I want to create a model where I have a network-wide learnable parameter which I need to pass to each layer. I have thought of 2 ways of doing this:
(1)
class Func(nn.Module):
def __init__(self, data_dim, hidden_dim1, hidden_dim2, target_dim):
super().__init__()
self.lamb_mu = nn.Parameter(torch.Tensor(1).uniform_(1, 1))
self.lamb_rho = nn.Parameter(torch.Tensor(1).uniform_(-6., -6.))
self.l1 = Lasso_layer(data_dim, hidden_dim1, self.rho_prior)

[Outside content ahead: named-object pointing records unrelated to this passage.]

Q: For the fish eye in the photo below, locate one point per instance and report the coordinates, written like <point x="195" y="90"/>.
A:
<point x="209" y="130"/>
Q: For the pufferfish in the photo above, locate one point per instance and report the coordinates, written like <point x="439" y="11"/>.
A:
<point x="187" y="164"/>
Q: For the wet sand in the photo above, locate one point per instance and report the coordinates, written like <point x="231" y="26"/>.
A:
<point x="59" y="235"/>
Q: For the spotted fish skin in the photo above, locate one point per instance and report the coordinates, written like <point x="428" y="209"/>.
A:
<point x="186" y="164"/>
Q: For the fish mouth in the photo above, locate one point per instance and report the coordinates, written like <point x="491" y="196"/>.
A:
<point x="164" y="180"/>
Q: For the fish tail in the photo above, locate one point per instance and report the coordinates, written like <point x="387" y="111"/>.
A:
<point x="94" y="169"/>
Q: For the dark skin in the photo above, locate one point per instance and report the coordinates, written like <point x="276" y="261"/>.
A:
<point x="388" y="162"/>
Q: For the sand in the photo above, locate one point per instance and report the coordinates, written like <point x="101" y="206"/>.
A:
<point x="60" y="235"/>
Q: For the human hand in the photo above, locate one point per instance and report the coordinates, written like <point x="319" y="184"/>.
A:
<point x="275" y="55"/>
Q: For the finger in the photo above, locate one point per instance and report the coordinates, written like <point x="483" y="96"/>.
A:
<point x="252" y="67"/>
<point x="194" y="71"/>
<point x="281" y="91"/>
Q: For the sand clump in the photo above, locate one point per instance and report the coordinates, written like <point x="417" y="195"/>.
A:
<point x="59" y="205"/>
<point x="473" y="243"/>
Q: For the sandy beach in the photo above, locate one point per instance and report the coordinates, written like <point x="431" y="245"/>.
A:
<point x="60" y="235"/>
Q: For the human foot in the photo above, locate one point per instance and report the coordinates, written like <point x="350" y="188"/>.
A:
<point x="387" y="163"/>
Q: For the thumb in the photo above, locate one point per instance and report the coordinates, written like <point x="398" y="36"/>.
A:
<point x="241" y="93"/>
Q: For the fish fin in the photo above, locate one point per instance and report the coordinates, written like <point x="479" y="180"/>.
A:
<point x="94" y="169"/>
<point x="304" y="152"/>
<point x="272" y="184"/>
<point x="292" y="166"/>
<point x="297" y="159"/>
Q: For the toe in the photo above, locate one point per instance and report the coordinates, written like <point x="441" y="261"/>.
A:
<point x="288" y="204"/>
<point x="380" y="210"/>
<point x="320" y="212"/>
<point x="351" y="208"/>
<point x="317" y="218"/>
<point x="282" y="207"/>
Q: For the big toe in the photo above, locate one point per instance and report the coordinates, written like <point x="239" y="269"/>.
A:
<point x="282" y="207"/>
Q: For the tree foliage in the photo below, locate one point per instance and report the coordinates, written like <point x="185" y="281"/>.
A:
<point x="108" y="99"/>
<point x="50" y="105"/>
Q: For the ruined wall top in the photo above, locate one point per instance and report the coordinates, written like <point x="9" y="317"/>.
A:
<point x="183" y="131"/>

self.l2 = Lasso_layer(hidden_dim1, hidden_dim2, self.rho_prior)
self.l4 = Lasso_layer(hidden_dim2, target_dim, self.rho_prior)
self.lamb_sigma = None
def forward(self, X):
self.lamb_sigma = torch.log1p(torch.exp(self.lamb_rho))
output = F.relu(self.l1(X.reshape(-1, 28*28), self.lamb_mu, self.lamb_sigma))
output = F.relu(self.l2(output, self.lamb_mu, self.lamb_sigma))
output = self.l4(output, self.lamb_mu, self.lamb_sigma)
return output
(2)
class Func(nn.Module):
def __init__(self, data_dim, hidden_dim1, hidden_dim2, target_dim):
super().__init__()
self.lamb_mu = nn.Parameter(torch.Tensor(1).uniform_(1, 1))
self.lamb_rho = nn.Parameter(torch.Tensor(1).uniform_(-6., -6.))
self.l1 = Lasso_layer(data_dim, hidden_dim1, self.rho_prior, self.lamb_mu, self.lamb_rho)
self.l2 = Lasso_layer(hidden_dim1, hidden_dim2, self.rho_prior, self.lamb_mu, self.lamb_rho)
self.l4 = Lasso_layer(hidden_dim2, target_dim, self.rho_prior, self.lamb_mu, self.lamb_rho)
self.lamb_sigma = None
def forward(self, X):
output = F.relu(self.l1(X.reshape(-1, 28*28)))
output = F.relu(self.l2(output))
output = self.l4(output)
return output
Which of these approaches is correct and will update lamb_mu and lamb_rho parameters appropriately for the entire network?